Que la política suele ser sucia, sobre todo en contiendas electorales, no lo vamos a descubrir ahora. Incluso en países democráticamente maduros y bien constituidos, cuando llega la hora de la máxima disputa, los contrincantes se dan con todo.
¿Cuántas cosas no le dijeron a Obama cuando fue candidato? Las alusiones al color de su piel fueron levedades comparadas con las difamaciones que lo acusan de islamista y de comunista.
Como en el fútbol cuando se juega una final, la política tiende a desbordarse de sus cauces hasta el punto de que en algunos momentos puede llegar a parecerse a su madre: la guerra.
Comparar a la política con un juego no es un simple recurso metafórico. La política es un juego por la sencilla razón de que debe ser sometida a reglas y al igual que los juegos deportivos, arbitrada. Sin un buen arbitraje no hay regla que valga. Imagine usted una final entre Olimpia y Motagua sin un árbitro. Si alguien sobrevive será simple casualidad.
Con una final electoral entre dos partes políticas podría ocurrir lo mismo. Por eso toda contienda electoral requiere de árbitros y un reglamento claro que todo el mundo esté dispuesto a acatar. En ese sentido al Consejo Nacional Electoral (CNE) le ha sido concedida la función de arbitrar en las elecciones y existe una Ley Electoral que debería ser adaptada a las condiciones naturales del país. Vale la pena preguntarse si a menos de 120 días para las próximas elecciones, nuestro tinglado institucional está preparado para satisfacer las aspiraciones de una realidad política distinta a la que nos encontró en 2021.
En política, sin embargo, a diferencias del fútbol, hay otros elementos que intervienen en la regulación del juego. Estos elementos derivan de la propia naturaleza de los partidos políticos, cuya actividad está constituida por líneas antagónicas pero también transversales.

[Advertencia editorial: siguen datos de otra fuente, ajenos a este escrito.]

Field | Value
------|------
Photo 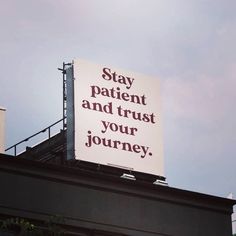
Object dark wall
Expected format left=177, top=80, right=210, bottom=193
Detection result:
left=0, top=157, right=235, bottom=236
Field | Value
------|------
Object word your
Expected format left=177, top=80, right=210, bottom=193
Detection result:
left=101, top=120, right=138, bottom=135
left=85, top=131, right=152, bottom=158
left=90, top=85, right=147, bottom=105
left=102, top=68, right=134, bottom=89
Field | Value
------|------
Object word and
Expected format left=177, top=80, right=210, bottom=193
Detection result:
left=85, top=130, right=152, bottom=158
left=90, top=85, right=147, bottom=105
left=82, top=100, right=156, bottom=124
left=102, top=68, right=134, bottom=89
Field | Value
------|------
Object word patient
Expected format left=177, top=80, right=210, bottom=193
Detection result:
left=85, top=130, right=152, bottom=158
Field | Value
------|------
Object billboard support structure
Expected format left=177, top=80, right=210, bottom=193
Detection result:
left=58, top=62, right=75, bottom=160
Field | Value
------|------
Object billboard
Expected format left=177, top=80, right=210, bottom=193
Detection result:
left=69, top=60, right=164, bottom=176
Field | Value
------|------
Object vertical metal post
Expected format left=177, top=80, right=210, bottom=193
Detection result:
left=62, top=62, right=67, bottom=130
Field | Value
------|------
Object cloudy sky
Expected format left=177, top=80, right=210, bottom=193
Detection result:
left=0, top=0, right=236, bottom=202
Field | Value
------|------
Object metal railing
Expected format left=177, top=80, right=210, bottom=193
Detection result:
left=5, top=118, right=65, bottom=156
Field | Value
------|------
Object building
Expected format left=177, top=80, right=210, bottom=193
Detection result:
left=0, top=131, right=236, bottom=236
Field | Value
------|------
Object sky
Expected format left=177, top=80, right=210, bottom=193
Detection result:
left=0, top=0, right=236, bottom=205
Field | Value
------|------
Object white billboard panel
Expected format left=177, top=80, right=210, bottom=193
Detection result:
left=73, top=60, right=164, bottom=176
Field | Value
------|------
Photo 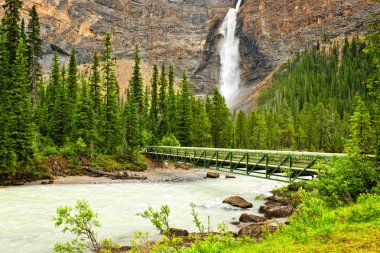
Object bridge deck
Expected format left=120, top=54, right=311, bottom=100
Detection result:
left=146, top=146, right=345, bottom=182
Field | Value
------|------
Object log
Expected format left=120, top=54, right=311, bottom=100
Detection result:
left=82, top=166, right=147, bottom=180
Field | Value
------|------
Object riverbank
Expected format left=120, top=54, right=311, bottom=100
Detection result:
left=25, top=168, right=211, bottom=185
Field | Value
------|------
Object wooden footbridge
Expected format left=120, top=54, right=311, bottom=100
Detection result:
left=145, top=146, right=345, bottom=182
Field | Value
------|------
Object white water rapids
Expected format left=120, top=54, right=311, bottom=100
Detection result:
left=0, top=176, right=283, bottom=253
left=220, top=0, right=241, bottom=106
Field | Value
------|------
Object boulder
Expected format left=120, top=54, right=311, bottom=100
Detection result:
left=206, top=171, right=220, bottom=178
left=41, top=180, right=54, bottom=184
left=239, top=213, right=267, bottom=223
left=223, top=196, right=253, bottom=208
left=238, top=224, right=276, bottom=239
left=263, top=206, right=294, bottom=219
left=169, top=228, right=189, bottom=236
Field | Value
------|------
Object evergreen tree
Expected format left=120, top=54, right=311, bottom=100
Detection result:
left=9, top=39, right=36, bottom=162
left=150, top=65, right=158, bottom=133
left=129, top=46, right=144, bottom=113
left=191, top=99, right=212, bottom=147
left=347, top=100, right=373, bottom=154
left=158, top=62, right=168, bottom=115
left=102, top=33, right=121, bottom=154
left=66, top=48, right=78, bottom=136
left=165, top=64, right=176, bottom=133
left=90, top=53, right=103, bottom=119
left=74, top=79, right=96, bottom=155
left=208, top=89, right=232, bottom=148
left=2, top=0, right=22, bottom=64
left=26, top=5, right=42, bottom=108
left=175, top=71, right=193, bottom=147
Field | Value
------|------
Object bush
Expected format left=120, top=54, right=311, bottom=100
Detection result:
left=311, top=156, right=380, bottom=206
left=160, top=134, right=181, bottom=147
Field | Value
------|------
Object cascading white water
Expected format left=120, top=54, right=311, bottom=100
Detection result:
left=220, top=0, right=241, bottom=106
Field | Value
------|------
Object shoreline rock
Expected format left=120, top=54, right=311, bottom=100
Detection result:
left=223, top=196, right=253, bottom=209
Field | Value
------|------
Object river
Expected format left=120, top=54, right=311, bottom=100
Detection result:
left=0, top=176, right=283, bottom=253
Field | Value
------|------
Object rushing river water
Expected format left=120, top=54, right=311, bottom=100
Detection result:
left=0, top=176, right=281, bottom=253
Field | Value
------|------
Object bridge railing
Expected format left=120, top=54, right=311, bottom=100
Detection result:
left=145, top=146, right=345, bottom=182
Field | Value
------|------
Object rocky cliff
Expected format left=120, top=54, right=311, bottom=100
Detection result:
left=0, top=0, right=380, bottom=107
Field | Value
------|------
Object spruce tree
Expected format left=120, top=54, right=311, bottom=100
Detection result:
left=158, top=62, right=168, bottom=115
left=175, top=71, right=193, bottom=147
left=74, top=78, right=96, bottom=155
left=90, top=53, right=103, bottom=121
left=66, top=48, right=78, bottom=136
left=208, top=89, right=232, bottom=148
left=8, top=39, right=36, bottom=162
left=165, top=64, right=176, bottom=133
left=129, top=46, right=143, bottom=114
left=1, top=0, right=22, bottom=64
left=102, top=33, right=121, bottom=154
left=26, top=5, right=42, bottom=108
left=149, top=65, right=158, bottom=134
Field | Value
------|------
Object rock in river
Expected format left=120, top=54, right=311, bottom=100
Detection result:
left=206, top=172, right=220, bottom=178
left=239, top=213, right=267, bottom=223
left=223, top=196, right=253, bottom=208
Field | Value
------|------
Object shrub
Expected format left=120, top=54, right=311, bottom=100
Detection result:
left=312, top=156, right=380, bottom=206
left=53, top=200, right=101, bottom=253
left=160, top=134, right=181, bottom=147
left=137, top=205, right=170, bottom=234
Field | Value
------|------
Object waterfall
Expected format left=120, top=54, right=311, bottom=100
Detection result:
left=220, top=0, right=241, bottom=106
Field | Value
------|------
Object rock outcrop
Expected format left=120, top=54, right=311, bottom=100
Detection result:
left=206, top=171, right=220, bottom=178
left=0, top=0, right=380, bottom=109
left=223, top=196, right=253, bottom=208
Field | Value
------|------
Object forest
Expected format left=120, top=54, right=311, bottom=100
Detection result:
left=0, top=0, right=380, bottom=184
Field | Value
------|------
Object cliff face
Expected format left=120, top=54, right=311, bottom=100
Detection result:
left=0, top=0, right=380, bottom=104
left=237, top=0, right=380, bottom=108
left=5, top=0, right=235, bottom=88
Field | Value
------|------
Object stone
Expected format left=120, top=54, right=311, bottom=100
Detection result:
left=6, top=0, right=380, bottom=110
left=239, top=213, right=267, bottom=223
left=41, top=180, right=54, bottom=184
left=223, top=196, right=253, bottom=209
left=169, top=228, right=189, bottom=236
left=264, top=206, right=294, bottom=219
left=238, top=224, right=277, bottom=239
left=206, top=172, right=220, bottom=178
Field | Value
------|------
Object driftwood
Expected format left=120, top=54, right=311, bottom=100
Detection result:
left=82, top=166, right=147, bottom=180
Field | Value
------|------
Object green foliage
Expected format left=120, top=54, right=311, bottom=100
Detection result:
left=307, top=156, right=380, bottom=206
left=26, top=5, right=42, bottom=108
left=53, top=200, right=101, bottom=253
left=137, top=205, right=170, bottom=234
left=160, top=134, right=181, bottom=147
left=190, top=202, right=205, bottom=235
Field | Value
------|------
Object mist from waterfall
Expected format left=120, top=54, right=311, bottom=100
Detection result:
left=220, top=0, right=241, bottom=106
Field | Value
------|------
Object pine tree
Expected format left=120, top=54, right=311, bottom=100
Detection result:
left=2, top=0, right=22, bottom=64
left=90, top=53, right=103, bottom=119
left=165, top=64, right=176, bottom=133
left=208, top=89, right=232, bottom=148
left=26, top=5, right=42, bottom=108
left=102, top=33, right=121, bottom=154
left=158, top=62, right=168, bottom=116
left=74, top=78, right=96, bottom=155
left=175, top=71, right=193, bottom=147
left=347, top=100, right=373, bottom=154
left=129, top=46, right=143, bottom=114
left=66, top=48, right=78, bottom=136
left=191, top=99, right=212, bottom=147
left=150, top=65, right=158, bottom=133
left=8, top=39, right=36, bottom=162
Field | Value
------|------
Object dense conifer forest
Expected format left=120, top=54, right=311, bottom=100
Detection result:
left=0, top=0, right=380, bottom=184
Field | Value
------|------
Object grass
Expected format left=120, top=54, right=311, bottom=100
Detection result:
left=232, top=223, right=380, bottom=253
left=226, top=194, right=380, bottom=253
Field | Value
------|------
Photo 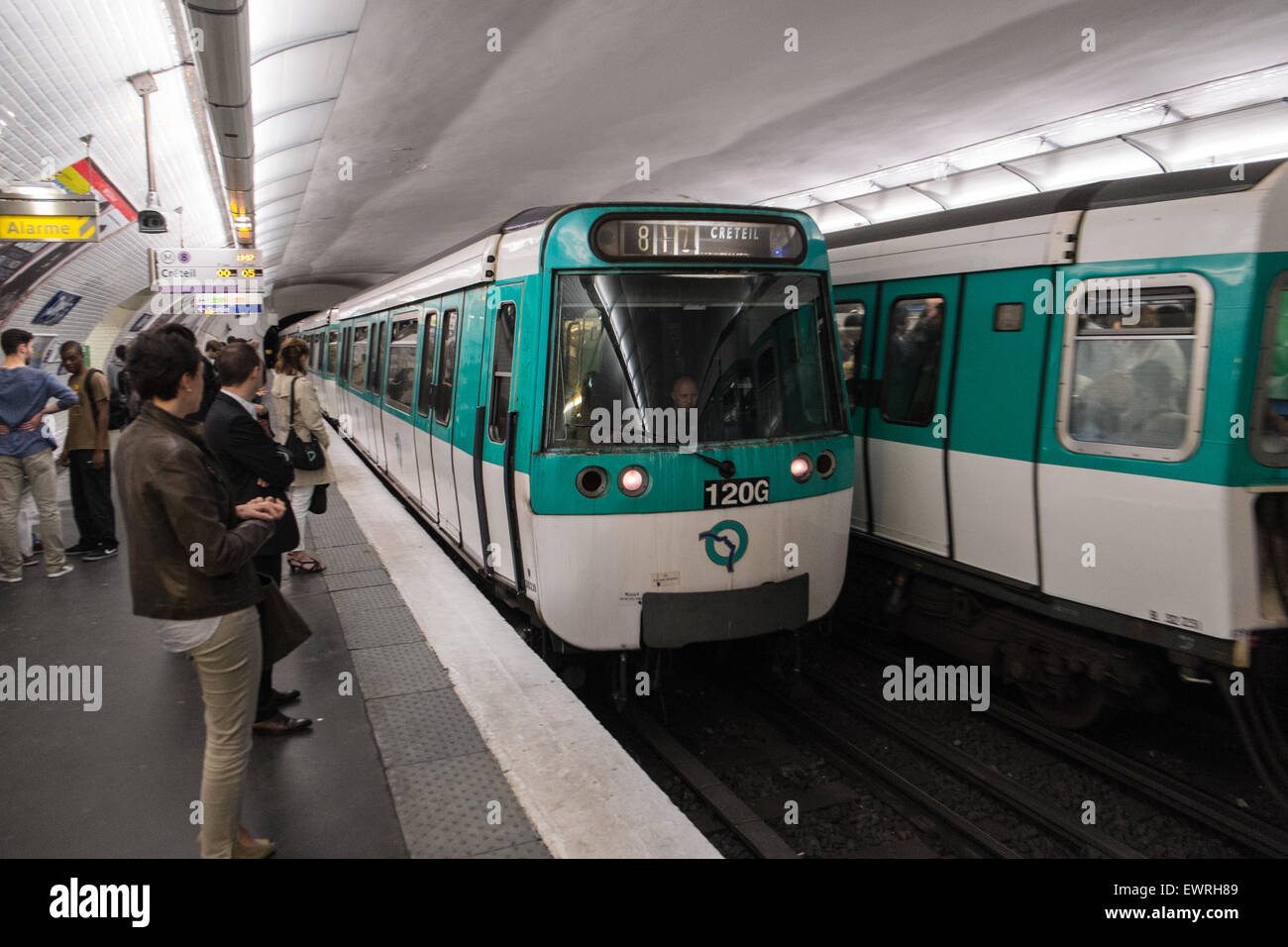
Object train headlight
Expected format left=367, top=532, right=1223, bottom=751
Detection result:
left=577, top=467, right=608, bottom=500
left=617, top=466, right=648, bottom=496
left=814, top=451, right=836, bottom=480
left=789, top=454, right=814, bottom=483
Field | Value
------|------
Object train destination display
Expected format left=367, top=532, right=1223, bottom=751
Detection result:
left=592, top=217, right=805, bottom=263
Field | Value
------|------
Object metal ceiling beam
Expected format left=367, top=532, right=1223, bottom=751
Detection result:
left=184, top=0, right=255, bottom=246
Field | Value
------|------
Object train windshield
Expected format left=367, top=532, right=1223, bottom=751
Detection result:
left=1252, top=277, right=1288, bottom=467
left=546, top=271, right=844, bottom=451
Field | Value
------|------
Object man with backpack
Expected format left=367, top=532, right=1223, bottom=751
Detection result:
left=107, top=346, right=138, bottom=430
left=58, top=342, right=120, bottom=562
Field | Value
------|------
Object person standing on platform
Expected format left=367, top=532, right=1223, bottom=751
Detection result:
left=0, top=329, right=80, bottom=582
left=273, top=338, right=335, bottom=574
left=206, top=343, right=313, bottom=733
left=161, top=322, right=219, bottom=421
left=58, top=342, right=120, bottom=562
left=117, top=329, right=286, bottom=858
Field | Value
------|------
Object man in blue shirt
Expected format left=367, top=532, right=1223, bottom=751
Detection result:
left=0, top=329, right=80, bottom=582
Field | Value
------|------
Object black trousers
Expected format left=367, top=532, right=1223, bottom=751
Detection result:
left=252, top=553, right=282, bottom=723
left=68, top=451, right=117, bottom=546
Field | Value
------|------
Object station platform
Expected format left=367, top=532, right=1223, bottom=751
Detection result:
left=0, top=438, right=718, bottom=858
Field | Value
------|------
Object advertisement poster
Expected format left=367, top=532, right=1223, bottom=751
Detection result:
left=0, top=158, right=138, bottom=321
left=33, top=290, right=81, bottom=326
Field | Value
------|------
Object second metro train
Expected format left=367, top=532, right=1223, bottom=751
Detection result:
left=828, top=161, right=1288, bottom=725
left=292, top=204, right=854, bottom=651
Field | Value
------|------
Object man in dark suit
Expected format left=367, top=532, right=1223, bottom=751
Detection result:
left=206, top=343, right=313, bottom=733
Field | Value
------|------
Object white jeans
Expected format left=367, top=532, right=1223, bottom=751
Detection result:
left=291, top=487, right=313, bottom=553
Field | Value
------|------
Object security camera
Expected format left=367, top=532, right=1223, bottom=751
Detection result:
left=139, top=210, right=166, bottom=233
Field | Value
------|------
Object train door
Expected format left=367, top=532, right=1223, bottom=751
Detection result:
left=430, top=300, right=461, bottom=543
left=833, top=283, right=877, bottom=532
left=365, top=313, right=389, bottom=471
left=415, top=299, right=441, bottom=523
left=335, top=322, right=366, bottom=438
left=476, top=283, right=523, bottom=583
left=866, top=277, right=960, bottom=556
left=340, top=318, right=371, bottom=449
left=948, top=266, right=1052, bottom=585
left=322, top=329, right=340, bottom=417
left=380, top=305, right=420, bottom=496
left=452, top=286, right=486, bottom=563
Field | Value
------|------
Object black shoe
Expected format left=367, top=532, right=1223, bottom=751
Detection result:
left=271, top=690, right=300, bottom=710
left=252, top=710, right=313, bottom=734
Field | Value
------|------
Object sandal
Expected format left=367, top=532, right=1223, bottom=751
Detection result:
left=286, top=556, right=326, bottom=574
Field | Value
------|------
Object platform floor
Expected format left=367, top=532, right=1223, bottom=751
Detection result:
left=0, top=438, right=716, bottom=858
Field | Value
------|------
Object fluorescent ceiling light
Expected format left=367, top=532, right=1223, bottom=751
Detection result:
left=1008, top=138, right=1163, bottom=191
left=1130, top=102, right=1288, bottom=171
left=846, top=187, right=943, bottom=223
left=917, top=166, right=1037, bottom=209
left=805, top=204, right=868, bottom=233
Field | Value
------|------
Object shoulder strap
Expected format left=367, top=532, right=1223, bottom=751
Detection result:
left=81, top=368, right=104, bottom=430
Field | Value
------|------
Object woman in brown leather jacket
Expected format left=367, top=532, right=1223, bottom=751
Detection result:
left=116, top=331, right=286, bottom=858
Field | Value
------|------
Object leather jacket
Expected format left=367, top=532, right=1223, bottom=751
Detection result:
left=112, top=403, right=277, bottom=620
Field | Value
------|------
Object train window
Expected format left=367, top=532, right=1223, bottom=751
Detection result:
left=486, top=303, right=516, bottom=445
left=545, top=271, right=844, bottom=451
left=349, top=326, right=368, bottom=391
left=1248, top=273, right=1288, bottom=467
left=434, top=309, right=456, bottom=424
left=416, top=309, right=438, bottom=417
left=385, top=316, right=419, bottom=414
left=881, top=296, right=944, bottom=428
left=836, top=303, right=867, bottom=411
left=993, top=303, right=1024, bottom=333
left=368, top=322, right=385, bottom=397
left=1059, top=274, right=1211, bottom=462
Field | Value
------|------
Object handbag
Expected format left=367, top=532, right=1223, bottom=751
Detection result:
left=309, top=483, right=330, bottom=513
left=257, top=573, right=313, bottom=668
left=286, top=377, right=326, bottom=471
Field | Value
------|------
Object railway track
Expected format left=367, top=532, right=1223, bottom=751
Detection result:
left=622, top=703, right=800, bottom=858
left=988, top=698, right=1288, bottom=858
left=834, top=642, right=1288, bottom=858
left=757, top=676, right=1143, bottom=858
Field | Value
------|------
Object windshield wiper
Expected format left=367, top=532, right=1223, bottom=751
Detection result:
left=693, top=451, right=738, bottom=480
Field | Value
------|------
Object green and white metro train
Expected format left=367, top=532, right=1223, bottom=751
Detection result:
left=828, top=161, right=1288, bottom=725
left=292, top=204, right=854, bottom=651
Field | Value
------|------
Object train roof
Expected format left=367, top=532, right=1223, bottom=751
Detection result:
left=327, top=201, right=816, bottom=322
left=827, top=158, right=1285, bottom=249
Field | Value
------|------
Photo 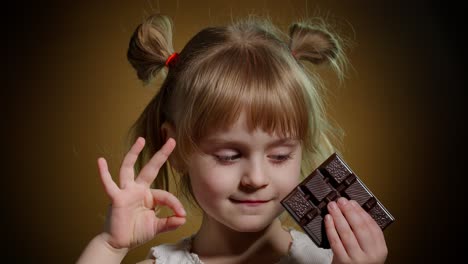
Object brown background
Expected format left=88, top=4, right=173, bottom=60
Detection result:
left=2, top=0, right=465, bottom=263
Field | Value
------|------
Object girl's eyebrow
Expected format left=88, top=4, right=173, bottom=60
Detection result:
left=201, top=138, right=299, bottom=148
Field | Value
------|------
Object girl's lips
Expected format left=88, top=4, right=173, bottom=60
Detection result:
left=230, top=199, right=269, bottom=205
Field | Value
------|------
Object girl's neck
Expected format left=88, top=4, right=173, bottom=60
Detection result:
left=192, top=215, right=292, bottom=263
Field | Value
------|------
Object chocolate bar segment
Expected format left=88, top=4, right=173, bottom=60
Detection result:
left=281, top=153, right=395, bottom=248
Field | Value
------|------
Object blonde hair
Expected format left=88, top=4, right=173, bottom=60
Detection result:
left=127, top=14, right=346, bottom=204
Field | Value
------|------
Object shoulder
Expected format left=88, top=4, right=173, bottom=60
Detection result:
left=289, top=229, right=333, bottom=264
left=144, top=237, right=200, bottom=264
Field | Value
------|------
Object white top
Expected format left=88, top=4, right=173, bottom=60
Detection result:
left=148, top=229, right=333, bottom=264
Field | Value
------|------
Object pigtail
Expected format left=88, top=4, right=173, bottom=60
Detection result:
left=289, top=20, right=348, bottom=169
left=289, top=21, right=348, bottom=80
left=127, top=15, right=174, bottom=190
left=127, top=15, right=174, bottom=83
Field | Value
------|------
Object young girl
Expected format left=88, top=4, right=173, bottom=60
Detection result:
left=78, top=15, right=387, bottom=264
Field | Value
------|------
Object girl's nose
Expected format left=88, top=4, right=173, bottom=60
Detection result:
left=241, top=160, right=270, bottom=190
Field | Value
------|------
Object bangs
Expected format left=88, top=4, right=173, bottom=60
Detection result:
left=182, top=44, right=310, bottom=148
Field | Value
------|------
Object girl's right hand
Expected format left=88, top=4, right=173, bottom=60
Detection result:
left=98, top=137, right=186, bottom=249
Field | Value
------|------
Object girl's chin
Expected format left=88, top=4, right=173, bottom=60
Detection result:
left=226, top=217, right=273, bottom=233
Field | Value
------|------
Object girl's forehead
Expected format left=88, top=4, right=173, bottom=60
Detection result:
left=197, top=111, right=294, bottom=142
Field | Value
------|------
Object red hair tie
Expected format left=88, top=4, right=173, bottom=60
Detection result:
left=166, top=52, right=179, bottom=67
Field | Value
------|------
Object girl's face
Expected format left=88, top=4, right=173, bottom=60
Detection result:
left=188, top=112, right=302, bottom=232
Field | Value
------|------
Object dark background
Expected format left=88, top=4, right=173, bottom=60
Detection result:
left=2, top=0, right=466, bottom=263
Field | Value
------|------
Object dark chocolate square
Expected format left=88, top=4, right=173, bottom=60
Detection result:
left=281, top=153, right=395, bottom=248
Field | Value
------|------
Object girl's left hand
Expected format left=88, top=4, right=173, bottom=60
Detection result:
left=325, top=197, right=388, bottom=263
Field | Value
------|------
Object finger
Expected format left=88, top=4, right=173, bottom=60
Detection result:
left=151, top=189, right=187, bottom=217
left=356, top=203, right=385, bottom=244
left=154, top=216, right=185, bottom=235
left=341, top=201, right=375, bottom=252
left=328, top=198, right=361, bottom=257
left=97, top=158, right=119, bottom=199
left=120, top=137, right=145, bottom=188
left=136, top=138, right=175, bottom=186
left=325, top=214, right=349, bottom=262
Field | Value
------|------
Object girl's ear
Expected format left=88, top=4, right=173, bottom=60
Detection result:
left=161, top=122, right=181, bottom=171
left=161, top=121, right=176, bottom=142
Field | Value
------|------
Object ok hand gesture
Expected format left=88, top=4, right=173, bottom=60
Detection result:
left=98, top=137, right=186, bottom=249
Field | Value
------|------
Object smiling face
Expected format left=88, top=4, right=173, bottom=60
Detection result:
left=188, top=114, right=302, bottom=232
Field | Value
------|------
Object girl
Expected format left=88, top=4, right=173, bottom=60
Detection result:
left=78, top=15, right=387, bottom=264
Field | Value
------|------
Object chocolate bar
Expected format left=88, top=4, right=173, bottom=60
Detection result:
left=281, top=153, right=395, bottom=248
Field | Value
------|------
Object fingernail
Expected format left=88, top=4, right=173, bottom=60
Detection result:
left=338, top=197, right=348, bottom=205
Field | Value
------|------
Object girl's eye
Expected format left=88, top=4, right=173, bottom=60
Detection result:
left=268, top=154, right=292, bottom=163
left=213, top=150, right=241, bottom=163
left=215, top=154, right=240, bottom=161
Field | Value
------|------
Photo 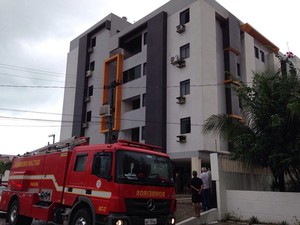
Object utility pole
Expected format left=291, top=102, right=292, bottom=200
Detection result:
left=48, top=134, right=55, bottom=145
left=104, top=80, right=122, bottom=144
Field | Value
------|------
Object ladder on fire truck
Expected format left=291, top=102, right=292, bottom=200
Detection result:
left=23, top=136, right=89, bottom=156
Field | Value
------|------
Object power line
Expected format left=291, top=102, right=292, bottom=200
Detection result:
left=0, top=63, right=66, bottom=77
left=0, top=73, right=65, bottom=83
left=0, top=83, right=232, bottom=89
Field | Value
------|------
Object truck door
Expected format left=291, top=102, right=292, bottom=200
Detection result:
left=87, top=152, right=114, bottom=214
left=65, top=152, right=89, bottom=199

En la política, en efecto, no solo hay enfrentamientos sino también alianzas. Por lo mismo, a diferencia de la guerra, los antagonismos políticos no son siempre irreconciliables. Lo sucedido hace cuatro años, cuando Salvador Nasrralla se alió con el partido Libre, es un claro ejemplo de cómo pueden cambiar las realidades cuando se liman diferencias en pos de un objetivo común.
En la política, para que sea política, no puede haber enemigos mortales. En la política el enemigo de hoy puede ser, si no un amigo, por lo menos un aliado de mañana. Así se explica por qué en la mayoría de las campañas electorales la autocontención de las partes puede ser tan efectiva como la contención que proviene de las leyes.
Esta vez, las cosas son distintas. No es posible pensar en una contienda al uso, signada por las reglas que tradicionalmente han impulsado los procesos anteriores. Es indispensable forzar un dialogo que ayude a romper el nudo gordiano que los ocioosos políticos sin ideas ni escrupulos nos tiene, como en otras ocasiones, muy cerca de un callejón sin salida.
Existen sin duda, elementos que diferencian el actual proceso de los anteriores: Hoy más que en 2021 y 2013, pende sobre muchos políticos y empresarios, la espada de damocles de los escándalos propiciados por el narcotráfico y la corrupción. Algunos han decidido echarse atrás y bajar el perfil, aunque permanecen agazapados esperando el momento de saltar de nuevo al ruedo. No cabe duda que los próximos cuatro meses vienen pletóricos de sorpresas no muy agradables para una clase política que hasta hoy estaba acostumbrada al beneficio de la impunidad. Esperemos entonces que por fin, el agua, el fuego, el aire y los movimientos telúricos que seguramente tendremos pronto, nos ayuden a limpiar por fin el yermo en que vivimos.
Todos esos momentos deberán culminar en el objetivo principal: la democratización del país. Pero siempre paso tras paso, de modo civil, con la frente en alto y con la constitución en la mano. No hay ningún otro camino.